We conducted multivariable analyses in which we assessed the impact of adjusting for history of hospitalization for myocardial infarction (between 1991 and the date the 10-year follow-up questionnaire was completed based on ICD-9 diagnostic codes 410.00–410.92 from OSHPD linkage; no, yes) and history of diabetes mellitus (from the 10-year follow-up questionnaire; no, yes, missing). These adjustments did not meaningfully change the HRR when evaluating the association of current use of low-dose aspirin with risk of breast cancer overall or with risk of any of the receptor subtypes. Hence, history of myocardial infarction and history of diabetes mellitus were not included in the final models presented here. We also examined models of low-dose aspirin stratified by body mass index (BMI) (<25 or ≥25 kg/m2) and tested the interaction using a likelihood ratio test and cross-product terms, excluding women with unknown NSAID use.
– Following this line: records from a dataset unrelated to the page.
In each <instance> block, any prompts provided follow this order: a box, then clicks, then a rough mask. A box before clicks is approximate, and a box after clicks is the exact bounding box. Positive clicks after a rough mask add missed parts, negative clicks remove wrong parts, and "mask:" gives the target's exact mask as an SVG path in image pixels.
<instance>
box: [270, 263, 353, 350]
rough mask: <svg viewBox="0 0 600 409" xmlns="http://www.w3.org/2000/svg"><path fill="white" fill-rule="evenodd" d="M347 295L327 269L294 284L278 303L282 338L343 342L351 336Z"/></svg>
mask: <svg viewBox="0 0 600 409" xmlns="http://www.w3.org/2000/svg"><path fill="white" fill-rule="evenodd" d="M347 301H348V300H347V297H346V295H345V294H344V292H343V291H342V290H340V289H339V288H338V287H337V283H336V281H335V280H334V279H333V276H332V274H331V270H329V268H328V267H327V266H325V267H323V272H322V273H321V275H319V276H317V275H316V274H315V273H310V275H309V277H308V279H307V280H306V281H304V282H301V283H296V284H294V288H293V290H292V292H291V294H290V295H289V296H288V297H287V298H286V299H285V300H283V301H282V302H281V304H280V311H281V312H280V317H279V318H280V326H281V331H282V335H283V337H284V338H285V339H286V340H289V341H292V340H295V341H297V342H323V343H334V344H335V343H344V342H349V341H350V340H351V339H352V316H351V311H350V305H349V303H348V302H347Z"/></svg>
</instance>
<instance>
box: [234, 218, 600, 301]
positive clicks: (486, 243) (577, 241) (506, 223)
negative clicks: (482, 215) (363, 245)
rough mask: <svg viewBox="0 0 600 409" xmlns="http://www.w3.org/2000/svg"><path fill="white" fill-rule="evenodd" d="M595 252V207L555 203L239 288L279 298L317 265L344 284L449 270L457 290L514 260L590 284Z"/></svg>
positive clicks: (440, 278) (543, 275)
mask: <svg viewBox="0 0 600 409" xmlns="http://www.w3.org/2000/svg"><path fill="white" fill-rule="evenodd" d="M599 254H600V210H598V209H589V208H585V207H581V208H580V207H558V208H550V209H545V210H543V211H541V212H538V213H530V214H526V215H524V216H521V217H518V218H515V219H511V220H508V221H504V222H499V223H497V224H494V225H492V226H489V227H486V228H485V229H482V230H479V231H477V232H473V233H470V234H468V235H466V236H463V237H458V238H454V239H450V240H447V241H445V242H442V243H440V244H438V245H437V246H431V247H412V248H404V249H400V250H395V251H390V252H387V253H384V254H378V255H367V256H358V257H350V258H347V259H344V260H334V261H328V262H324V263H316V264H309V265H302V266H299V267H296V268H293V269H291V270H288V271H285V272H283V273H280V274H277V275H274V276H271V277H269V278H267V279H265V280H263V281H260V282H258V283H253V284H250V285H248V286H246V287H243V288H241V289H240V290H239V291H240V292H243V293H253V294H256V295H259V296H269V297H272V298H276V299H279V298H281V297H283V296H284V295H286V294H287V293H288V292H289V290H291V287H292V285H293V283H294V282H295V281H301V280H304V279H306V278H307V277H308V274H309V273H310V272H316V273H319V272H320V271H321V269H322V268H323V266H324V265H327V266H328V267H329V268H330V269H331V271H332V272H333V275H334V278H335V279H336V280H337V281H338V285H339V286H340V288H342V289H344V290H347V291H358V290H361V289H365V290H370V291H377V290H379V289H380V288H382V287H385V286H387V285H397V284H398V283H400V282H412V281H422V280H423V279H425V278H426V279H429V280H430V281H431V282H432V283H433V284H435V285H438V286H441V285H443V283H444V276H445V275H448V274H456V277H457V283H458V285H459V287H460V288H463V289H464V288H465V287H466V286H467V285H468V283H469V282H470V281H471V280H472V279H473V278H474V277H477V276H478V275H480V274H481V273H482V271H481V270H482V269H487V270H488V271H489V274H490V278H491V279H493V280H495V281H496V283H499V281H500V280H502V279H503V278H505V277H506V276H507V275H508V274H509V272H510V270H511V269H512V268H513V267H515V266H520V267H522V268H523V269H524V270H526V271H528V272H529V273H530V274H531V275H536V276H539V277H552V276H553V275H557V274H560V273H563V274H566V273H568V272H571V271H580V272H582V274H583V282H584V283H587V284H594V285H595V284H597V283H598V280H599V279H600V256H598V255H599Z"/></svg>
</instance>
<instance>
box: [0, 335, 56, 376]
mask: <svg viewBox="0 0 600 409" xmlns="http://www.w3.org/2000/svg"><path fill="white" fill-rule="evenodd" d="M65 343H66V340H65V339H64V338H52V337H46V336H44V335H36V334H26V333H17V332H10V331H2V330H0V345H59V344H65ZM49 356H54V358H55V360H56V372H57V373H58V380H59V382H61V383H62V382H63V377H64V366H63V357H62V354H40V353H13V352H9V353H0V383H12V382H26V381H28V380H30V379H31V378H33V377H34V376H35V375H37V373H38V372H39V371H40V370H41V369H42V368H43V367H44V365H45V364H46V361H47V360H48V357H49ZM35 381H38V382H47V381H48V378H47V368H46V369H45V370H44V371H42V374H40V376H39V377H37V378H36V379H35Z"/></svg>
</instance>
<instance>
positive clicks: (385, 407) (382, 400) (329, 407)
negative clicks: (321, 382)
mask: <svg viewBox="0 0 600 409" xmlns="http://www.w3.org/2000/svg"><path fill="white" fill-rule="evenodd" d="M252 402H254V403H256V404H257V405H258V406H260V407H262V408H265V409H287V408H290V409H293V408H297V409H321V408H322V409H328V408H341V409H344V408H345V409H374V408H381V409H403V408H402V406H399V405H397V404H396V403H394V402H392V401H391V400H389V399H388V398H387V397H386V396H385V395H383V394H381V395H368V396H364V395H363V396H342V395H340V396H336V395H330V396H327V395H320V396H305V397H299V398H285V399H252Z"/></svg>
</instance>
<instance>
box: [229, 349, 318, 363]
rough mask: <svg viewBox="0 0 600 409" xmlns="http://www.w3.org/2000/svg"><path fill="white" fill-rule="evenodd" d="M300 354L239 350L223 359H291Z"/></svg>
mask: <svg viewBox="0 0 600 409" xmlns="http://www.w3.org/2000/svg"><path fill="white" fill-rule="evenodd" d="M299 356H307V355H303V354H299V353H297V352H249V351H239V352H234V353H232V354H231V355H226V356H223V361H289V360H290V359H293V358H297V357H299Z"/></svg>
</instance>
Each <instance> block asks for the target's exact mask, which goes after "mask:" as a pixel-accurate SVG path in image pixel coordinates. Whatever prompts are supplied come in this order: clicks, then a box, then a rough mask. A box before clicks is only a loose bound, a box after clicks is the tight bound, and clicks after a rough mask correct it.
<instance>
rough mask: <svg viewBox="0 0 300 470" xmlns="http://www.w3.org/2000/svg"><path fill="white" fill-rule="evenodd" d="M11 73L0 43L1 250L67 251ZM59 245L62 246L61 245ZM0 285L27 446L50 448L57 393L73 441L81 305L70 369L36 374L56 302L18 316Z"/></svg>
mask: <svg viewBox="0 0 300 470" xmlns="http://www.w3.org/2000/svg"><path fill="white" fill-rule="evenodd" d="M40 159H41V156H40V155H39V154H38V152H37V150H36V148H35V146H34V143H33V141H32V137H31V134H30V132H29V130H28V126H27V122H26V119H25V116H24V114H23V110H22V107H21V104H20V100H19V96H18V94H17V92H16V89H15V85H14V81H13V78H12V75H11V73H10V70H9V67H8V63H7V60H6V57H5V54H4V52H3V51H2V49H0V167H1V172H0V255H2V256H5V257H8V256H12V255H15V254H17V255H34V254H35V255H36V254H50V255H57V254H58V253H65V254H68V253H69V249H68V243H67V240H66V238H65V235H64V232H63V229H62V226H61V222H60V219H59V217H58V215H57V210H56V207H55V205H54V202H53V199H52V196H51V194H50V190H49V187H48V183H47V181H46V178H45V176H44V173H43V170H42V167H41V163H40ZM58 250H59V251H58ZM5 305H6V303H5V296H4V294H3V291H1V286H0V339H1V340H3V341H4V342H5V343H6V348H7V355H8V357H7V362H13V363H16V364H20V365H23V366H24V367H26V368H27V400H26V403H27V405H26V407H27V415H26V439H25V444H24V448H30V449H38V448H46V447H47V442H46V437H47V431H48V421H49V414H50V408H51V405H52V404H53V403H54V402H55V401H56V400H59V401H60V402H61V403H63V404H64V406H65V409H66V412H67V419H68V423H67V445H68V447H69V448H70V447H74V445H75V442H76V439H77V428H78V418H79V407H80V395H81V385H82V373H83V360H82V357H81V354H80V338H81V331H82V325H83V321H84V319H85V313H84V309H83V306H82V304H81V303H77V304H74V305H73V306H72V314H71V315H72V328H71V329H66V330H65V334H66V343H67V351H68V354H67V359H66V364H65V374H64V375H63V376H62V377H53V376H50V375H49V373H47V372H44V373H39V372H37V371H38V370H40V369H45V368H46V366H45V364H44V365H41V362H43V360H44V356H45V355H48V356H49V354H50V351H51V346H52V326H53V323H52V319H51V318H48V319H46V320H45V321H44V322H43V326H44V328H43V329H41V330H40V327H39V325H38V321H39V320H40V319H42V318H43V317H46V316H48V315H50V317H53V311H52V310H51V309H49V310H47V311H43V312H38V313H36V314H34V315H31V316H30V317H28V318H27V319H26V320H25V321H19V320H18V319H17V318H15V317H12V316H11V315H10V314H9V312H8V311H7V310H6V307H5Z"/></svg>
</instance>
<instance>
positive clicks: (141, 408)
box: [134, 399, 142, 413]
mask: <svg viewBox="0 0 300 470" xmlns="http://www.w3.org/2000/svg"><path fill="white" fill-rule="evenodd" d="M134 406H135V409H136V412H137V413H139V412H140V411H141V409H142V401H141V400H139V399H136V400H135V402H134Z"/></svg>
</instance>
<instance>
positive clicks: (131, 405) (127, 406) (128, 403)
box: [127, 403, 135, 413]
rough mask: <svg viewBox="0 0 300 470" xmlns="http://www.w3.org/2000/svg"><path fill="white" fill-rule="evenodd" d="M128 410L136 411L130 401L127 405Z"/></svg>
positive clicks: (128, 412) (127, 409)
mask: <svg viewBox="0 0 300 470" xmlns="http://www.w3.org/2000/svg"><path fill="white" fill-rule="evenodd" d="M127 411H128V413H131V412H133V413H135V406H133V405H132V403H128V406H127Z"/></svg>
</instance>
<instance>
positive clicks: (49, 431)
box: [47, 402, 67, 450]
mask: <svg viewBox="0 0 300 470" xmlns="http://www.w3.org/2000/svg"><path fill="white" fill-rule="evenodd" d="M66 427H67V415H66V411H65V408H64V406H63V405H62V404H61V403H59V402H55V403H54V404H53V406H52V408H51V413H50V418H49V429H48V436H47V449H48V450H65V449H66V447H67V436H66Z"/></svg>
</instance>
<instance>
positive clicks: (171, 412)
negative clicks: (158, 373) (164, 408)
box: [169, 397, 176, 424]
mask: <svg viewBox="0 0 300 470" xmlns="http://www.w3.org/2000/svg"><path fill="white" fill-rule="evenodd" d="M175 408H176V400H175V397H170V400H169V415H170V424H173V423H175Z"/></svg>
In a secondary analysis, we considered aspirin use at baseline (regular-dose and low-dose aspirin were not asked about separately) in conjunction with use of regular-dose and low-dose aspirin from the 10-year questionnaire, with no NSAID use reported at both baseline (including aspirin and ibuprofen) and the 10-year follow-up (including regular-dose and low-dose aspirin, ibuprofen, Cox-2 inhibitors, and other NSAIDs) as the reference group. This analysis was limited to outcomes of breast cancer and the HR-positive/HER2-negative subtype, as we had an insufficient number of diagnoses to examine these associations in the other subtypes.